Creating mesh for a thermoplastic composite with unidirectional fibers..... 1

[gregf84]

Hello,

I would like to know what is the best way to create a mesh for a composite made from thermoplastic nylon and layers of unidirectional fiber (tape) prepregs? Most composites use thermoset resin but this composite uses thermoplastic nylon as the resin with layers of unidirectional fibers which come as long tapes. I am not certain if I should use solid elements, shell elements or a mixture of shells for the fiber layers and solids for the nylon. Also I am uncertain how many layers of solid or shell elements to use for each layer of nylon and for the unidirectional fiber. It would be great to see an example of this type of model. Also, any suggestions about which material card to use for this type of composite? I was told in an LSTC composite class that (LS-Dyna) Mat 54 is probably the best to use. The FEA analysis would be a nonlinear analysis. This composite part model would be tested with a 3 point bend test and then eventually would be imported into a car model to simulate a roof crush or frontal barrier impact.

Greg.......

 

[rstupplebeen]

Most of my composite simulations have been performed in Abaqus with shell elements. The choice of shells or solids typically come down to aspect ratio and what the desired outcome of the simulation is. If this model of the test will be used in a car analysis which is using shells I would model the test with shells as well. I hope this helps.

Rob Stupplebeen

http://www.optimaldevice.com

https://sites.google.com/site/robertkstupplebeen/

 

[gregf84]

Does anyone have material properties for nylon resin unidirectional glass fiber tapes used in prepregs?

Greg............

 

[rstupplebeen]

I typically obtain data in this order from easiest to most difficult to attain.
1. matweb.com
2. vendor data
3. test sample data
4. end product testing
I hope this helps

Rob Stupplebeen

http://www.optimaldevice.com

https://sites.google.com/site/robertkstupplebeen/

 

[gregf84]

Hello Rob,
Thanks for the input.

Greg............

 

[RPstress]

Nonlinear with TP matrix. If you're thinking of explicit-FE impact analysis (Dyna) you'll need a lot of different types of data. This sounds like a major exercise.
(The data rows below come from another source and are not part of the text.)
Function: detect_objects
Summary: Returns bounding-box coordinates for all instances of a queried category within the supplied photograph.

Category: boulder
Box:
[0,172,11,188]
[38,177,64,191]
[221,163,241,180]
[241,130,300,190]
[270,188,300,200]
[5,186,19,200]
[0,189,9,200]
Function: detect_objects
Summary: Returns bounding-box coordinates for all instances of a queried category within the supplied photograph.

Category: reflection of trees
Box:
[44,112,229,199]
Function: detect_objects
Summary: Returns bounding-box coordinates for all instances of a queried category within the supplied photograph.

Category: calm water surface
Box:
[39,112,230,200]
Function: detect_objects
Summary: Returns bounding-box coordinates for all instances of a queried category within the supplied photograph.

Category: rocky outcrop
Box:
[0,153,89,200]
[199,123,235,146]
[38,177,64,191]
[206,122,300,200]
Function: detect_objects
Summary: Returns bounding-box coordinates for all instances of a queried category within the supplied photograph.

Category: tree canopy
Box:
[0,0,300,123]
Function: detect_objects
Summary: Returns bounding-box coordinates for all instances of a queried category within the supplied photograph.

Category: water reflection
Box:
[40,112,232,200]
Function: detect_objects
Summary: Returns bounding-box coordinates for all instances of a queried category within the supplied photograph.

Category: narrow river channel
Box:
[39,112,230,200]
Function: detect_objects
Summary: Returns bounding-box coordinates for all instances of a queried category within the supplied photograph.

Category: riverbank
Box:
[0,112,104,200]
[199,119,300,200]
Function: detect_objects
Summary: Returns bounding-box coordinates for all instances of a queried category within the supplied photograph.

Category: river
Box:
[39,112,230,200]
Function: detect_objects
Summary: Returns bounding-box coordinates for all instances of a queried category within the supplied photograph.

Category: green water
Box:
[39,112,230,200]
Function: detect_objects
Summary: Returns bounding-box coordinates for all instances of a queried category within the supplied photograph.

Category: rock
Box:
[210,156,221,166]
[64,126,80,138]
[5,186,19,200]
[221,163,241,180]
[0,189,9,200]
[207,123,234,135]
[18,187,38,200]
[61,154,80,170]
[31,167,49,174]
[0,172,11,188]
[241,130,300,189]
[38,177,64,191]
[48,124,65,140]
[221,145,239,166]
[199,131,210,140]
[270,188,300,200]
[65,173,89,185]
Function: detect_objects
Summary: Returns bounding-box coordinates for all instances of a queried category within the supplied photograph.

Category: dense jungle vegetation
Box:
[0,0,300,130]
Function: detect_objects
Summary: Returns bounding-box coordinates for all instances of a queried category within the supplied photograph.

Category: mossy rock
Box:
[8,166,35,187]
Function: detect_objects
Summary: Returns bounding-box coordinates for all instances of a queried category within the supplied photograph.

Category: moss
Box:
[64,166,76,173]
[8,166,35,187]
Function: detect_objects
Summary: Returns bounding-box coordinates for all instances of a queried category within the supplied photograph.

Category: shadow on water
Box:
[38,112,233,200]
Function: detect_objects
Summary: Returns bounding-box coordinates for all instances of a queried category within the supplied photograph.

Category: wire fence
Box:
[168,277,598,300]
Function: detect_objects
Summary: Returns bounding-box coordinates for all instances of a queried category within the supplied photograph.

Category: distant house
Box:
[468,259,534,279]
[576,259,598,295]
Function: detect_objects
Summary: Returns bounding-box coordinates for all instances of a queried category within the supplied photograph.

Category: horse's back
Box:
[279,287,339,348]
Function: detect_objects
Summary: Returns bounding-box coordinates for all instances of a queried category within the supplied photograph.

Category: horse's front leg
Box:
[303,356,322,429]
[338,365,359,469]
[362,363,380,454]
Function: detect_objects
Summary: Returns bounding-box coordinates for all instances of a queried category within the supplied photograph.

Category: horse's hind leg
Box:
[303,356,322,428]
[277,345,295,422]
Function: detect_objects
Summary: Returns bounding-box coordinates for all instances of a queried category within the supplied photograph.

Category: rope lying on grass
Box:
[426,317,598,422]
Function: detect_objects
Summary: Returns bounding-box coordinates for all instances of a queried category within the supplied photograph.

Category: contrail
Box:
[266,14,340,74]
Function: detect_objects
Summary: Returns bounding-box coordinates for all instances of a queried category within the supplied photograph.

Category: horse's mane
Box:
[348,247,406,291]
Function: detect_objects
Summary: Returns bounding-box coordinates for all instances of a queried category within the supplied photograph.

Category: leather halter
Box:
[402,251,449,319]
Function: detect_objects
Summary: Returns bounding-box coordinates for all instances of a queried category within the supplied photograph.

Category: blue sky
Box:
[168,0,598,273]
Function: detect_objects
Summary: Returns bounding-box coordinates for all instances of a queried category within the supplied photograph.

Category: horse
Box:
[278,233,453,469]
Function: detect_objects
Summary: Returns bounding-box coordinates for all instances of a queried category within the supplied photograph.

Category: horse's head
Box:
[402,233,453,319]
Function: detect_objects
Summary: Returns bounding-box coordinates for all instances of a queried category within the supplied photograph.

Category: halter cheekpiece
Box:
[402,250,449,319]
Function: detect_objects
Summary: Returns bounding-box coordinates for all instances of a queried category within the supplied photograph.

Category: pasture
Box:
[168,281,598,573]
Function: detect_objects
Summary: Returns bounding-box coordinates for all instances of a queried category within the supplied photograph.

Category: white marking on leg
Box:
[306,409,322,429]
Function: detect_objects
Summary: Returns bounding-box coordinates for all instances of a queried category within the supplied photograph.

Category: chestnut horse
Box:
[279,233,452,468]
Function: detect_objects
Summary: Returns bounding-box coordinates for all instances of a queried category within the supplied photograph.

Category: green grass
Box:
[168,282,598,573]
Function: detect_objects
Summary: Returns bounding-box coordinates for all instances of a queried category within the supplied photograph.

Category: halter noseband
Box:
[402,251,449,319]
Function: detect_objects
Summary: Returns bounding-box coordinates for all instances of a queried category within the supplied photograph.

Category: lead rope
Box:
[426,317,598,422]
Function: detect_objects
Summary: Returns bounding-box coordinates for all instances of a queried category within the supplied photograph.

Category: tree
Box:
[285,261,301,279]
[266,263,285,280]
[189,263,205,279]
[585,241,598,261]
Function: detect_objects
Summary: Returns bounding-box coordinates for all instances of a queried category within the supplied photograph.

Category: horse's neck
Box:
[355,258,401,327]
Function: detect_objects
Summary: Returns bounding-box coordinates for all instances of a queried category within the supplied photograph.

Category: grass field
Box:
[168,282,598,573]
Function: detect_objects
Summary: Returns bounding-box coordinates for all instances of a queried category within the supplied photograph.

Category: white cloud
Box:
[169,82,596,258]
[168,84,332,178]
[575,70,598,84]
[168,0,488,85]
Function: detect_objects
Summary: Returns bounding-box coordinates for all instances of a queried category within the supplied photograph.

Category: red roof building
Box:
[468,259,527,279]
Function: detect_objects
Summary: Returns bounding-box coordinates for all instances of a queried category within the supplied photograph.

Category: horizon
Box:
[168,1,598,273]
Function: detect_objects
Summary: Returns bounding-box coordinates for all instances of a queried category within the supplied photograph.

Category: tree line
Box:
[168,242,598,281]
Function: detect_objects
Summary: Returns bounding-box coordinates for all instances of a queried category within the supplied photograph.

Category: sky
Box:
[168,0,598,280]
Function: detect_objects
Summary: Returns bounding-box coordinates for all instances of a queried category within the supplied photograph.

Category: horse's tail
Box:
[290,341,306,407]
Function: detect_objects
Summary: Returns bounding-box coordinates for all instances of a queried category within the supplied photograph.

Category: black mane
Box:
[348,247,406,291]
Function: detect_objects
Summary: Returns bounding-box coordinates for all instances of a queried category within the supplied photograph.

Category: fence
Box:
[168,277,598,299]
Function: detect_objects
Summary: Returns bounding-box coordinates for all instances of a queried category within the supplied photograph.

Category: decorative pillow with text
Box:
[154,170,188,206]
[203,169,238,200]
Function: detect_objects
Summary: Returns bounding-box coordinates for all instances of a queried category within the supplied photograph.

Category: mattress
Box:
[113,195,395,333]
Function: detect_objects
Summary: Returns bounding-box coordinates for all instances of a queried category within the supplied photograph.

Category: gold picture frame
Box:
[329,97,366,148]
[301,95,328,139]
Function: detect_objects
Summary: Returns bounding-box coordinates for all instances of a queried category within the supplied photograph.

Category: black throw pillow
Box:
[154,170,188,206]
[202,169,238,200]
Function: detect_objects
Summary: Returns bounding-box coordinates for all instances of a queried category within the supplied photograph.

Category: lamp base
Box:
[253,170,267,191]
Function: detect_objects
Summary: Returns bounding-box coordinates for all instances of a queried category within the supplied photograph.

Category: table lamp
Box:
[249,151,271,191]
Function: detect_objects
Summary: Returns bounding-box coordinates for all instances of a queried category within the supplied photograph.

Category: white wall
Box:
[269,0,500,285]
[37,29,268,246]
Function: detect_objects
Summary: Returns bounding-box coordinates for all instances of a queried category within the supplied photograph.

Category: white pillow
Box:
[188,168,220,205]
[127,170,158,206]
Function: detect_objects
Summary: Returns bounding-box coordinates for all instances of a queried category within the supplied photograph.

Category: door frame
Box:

Typically an explicit analysis of a composite is best done with solids although at a big cost in analysis time. Crude approximations with shells (even so-called thick shells) are possible but they always leave unanswered questions. You really need the 3-direction behavior modeled thoroughly. (Depends a bit on how accurate you need the results, of course. However, without at least some solid modeling you have no way to estimate the degree of inaccuracy from shells.)

You are likely to need some GIc and GIIc data for the material system, at least. Methods of modeling how a material fails are reasonably well captured for metals but not well captured for composites, although the automotive majors have presumably got some methods, probably adapted from race teams. They're probably ahead of Boeing and Airbus in this respect.

One major problem you have identified is how to model the layup used in 3D. Modeling each layer separately is not usually feasible and using 100% "smeared" properties is usually only a first approximation. You probably need to identify a suitable 'sublaminate' of a few plies which can be repeated.

 

[Gunner]

Greg,

Attached is a datasheet for our fiberglass/nylon prepreg.

let me know if you need any further help.

Bob

 

[adfergusson]

Hi Greg,

I'm afraid that you've probably got quite a bit of material testing to do before you can put together the sort of model you're talking about.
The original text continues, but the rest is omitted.